Por segunda vez en el día te arrepentiste de tu
calzado, pues la maldita gravilla se había colado en uno de tus zapatos y
tuviste que agarrarte fuerte a su brazo, mientras te interrogabas sobre cómo
había conseguido librarse de los calabozos con tanta celeridad.
Parecía que era capaz de adivinarte el pensamiento pues
una vez que os adentrasteis en el recibidor y la lluvia escurrida formó sendos
charcos a vuestros pies, detalló la larga lista de contactos que podían influir
para que su detención no constara ni en la libreta del agente.
Por primera vez en el día tu príncipe había abandonado
su recato y parecía vanagloriarse de su poder. No te extrañó teniendo en cuenta
el mal trago por el que había pasado y del que había salido tan airoso.
Te invitó a pasar a las sombras del salón mientras él
se perdía por los pasillos en busca de unas toallas. Te sentaste en un butacón.
La lluvia se había convertido en tormenta. Los rayos multiplicaban su fulgor en
la enorme lámpara de cristales que presidía el artesonado. Los espejos
multiplicaban la ira del cielo y despejaban la oscuridad de los rincones. Los
truenos anunciaban rondar cerca de los jardines.
Descubriste una chimenea francesa e imaginaste
encontrar el abrigo a los pies de una hoguera sobre una manta de lana con el
abrazo de tu anfitrión como mejor respaldo.

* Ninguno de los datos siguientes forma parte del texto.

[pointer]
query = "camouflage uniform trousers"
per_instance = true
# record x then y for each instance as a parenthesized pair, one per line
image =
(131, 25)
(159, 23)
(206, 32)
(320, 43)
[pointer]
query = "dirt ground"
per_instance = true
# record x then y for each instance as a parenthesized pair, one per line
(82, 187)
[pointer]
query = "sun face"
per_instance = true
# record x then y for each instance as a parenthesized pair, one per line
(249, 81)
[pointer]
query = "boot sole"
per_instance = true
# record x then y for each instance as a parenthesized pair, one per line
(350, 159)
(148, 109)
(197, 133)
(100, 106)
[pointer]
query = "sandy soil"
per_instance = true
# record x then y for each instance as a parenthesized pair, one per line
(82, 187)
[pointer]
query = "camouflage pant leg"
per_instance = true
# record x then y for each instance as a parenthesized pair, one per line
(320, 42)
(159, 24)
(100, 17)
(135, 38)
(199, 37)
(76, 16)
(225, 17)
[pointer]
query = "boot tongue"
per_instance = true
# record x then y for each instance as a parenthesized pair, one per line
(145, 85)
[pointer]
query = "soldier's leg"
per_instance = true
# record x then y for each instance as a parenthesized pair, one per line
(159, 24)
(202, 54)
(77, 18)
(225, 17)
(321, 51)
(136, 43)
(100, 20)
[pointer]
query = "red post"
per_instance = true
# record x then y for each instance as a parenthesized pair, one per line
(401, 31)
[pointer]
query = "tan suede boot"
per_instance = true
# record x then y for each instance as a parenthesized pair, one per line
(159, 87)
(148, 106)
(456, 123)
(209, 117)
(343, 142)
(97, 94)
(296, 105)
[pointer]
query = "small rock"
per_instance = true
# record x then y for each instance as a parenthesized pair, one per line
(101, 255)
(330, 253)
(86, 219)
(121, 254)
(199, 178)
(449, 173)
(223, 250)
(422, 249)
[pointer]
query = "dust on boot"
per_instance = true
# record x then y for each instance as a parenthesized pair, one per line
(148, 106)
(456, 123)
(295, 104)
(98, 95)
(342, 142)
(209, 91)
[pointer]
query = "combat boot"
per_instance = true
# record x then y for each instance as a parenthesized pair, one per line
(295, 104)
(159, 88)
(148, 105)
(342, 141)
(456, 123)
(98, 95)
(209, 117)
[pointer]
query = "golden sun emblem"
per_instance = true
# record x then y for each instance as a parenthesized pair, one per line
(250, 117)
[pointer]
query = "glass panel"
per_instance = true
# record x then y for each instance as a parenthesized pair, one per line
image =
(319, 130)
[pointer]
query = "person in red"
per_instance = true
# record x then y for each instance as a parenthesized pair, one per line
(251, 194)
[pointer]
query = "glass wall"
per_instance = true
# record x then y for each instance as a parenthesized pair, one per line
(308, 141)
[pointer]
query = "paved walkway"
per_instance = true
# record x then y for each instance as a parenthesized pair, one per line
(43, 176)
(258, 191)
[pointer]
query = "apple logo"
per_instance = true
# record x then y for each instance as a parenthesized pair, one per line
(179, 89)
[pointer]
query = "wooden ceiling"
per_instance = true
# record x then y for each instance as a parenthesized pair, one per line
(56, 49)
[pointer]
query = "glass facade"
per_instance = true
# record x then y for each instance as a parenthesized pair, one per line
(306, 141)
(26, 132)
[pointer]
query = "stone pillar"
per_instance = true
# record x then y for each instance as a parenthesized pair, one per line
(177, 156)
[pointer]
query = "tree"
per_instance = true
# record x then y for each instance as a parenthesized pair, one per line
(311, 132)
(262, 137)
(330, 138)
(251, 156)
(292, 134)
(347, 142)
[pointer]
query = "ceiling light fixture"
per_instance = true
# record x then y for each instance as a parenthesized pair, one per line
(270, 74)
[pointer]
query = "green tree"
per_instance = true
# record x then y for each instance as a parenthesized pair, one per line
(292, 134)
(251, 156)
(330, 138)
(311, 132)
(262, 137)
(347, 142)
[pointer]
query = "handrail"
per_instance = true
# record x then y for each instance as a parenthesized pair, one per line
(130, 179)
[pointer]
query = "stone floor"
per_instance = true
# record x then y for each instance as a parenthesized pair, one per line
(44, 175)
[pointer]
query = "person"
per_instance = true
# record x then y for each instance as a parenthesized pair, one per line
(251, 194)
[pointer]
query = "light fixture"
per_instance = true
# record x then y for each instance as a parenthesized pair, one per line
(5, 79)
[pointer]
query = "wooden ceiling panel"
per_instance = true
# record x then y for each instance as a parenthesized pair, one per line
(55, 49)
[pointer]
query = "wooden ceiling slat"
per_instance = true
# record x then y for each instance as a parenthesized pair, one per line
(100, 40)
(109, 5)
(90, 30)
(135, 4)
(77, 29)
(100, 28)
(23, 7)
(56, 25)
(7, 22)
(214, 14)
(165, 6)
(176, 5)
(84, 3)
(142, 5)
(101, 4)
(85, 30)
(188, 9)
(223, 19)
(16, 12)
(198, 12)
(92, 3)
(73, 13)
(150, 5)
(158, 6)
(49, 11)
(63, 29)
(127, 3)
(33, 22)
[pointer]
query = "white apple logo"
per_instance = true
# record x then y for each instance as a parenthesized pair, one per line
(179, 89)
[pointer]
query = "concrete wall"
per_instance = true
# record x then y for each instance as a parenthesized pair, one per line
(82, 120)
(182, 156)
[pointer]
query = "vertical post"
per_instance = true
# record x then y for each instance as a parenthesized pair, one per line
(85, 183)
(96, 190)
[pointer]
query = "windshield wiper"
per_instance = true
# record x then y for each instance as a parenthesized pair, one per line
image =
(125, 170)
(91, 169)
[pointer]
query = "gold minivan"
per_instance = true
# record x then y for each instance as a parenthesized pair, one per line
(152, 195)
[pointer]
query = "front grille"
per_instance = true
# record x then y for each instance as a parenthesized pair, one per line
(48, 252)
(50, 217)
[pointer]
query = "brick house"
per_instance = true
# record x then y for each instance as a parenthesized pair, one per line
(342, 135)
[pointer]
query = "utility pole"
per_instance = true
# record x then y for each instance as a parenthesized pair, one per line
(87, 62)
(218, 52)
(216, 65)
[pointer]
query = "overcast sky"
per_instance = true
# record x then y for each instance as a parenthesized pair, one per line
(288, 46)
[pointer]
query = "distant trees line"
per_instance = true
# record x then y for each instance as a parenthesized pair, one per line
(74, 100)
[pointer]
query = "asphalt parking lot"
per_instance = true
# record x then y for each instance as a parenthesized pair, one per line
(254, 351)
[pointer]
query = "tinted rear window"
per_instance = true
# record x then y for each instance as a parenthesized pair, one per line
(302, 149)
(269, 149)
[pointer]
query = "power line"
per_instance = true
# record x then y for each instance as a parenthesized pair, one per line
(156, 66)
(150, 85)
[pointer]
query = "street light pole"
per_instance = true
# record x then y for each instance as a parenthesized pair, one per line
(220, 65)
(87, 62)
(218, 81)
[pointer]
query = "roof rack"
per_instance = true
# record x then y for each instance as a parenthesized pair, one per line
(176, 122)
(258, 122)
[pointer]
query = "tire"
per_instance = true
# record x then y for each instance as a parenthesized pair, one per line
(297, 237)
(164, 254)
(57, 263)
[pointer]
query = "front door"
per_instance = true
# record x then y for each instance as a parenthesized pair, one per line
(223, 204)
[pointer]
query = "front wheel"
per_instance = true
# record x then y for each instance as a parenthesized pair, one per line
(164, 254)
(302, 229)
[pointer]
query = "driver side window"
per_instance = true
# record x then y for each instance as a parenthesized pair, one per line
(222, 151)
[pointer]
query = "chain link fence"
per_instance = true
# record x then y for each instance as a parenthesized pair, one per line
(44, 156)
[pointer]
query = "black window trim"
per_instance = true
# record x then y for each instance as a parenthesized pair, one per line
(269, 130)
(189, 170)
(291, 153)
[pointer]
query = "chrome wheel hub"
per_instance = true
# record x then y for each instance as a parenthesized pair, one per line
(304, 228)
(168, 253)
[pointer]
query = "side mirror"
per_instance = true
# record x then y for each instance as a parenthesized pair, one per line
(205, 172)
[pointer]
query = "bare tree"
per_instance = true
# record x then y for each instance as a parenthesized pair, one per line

La recreación de esa escena romántica despertó todas
tus alertas. ¿Te estabas ablandando? Estaba claro: dudabas. ¿Por qué huir con
una parte de todo aquello si podrías disfrutar de ello de por vida? No te
podías creer que pudieras estarte planteando vincularte a aquel desconocido al
que, diez minutos antes, pensabas desvalijar como de costumbre.
Te pusiste en pie para pasear tus aturdidas
contradicciones cuando, de nuevo, sentiste la incomodidad en tu zapato. Lo
sacudiste y escuchaste caer la molestia sobre el mármol. No era una piedrecita,
pero hasta el siguiente resplandor no localizarías tu martirio.
Con el siguiente rayo lo encontraste, el posterior lo
definió, con el tercero lo reconociste. En el cuarto descubriste a tu Conde en
un reflejo, en el siguiente ya te estaba estrangulando al tiempo que te
susurraba que Lucía se asustó en el coche y tuvo que improvisar su muerte.
Peleó como una gata, dijo. Allí perdió su pendiente talismán, ese que ahora
resbalaba de tu mano según el aire te iba faltando.
Habías conocido a un príncipe, a tu príncipe, pero de las tinieblas.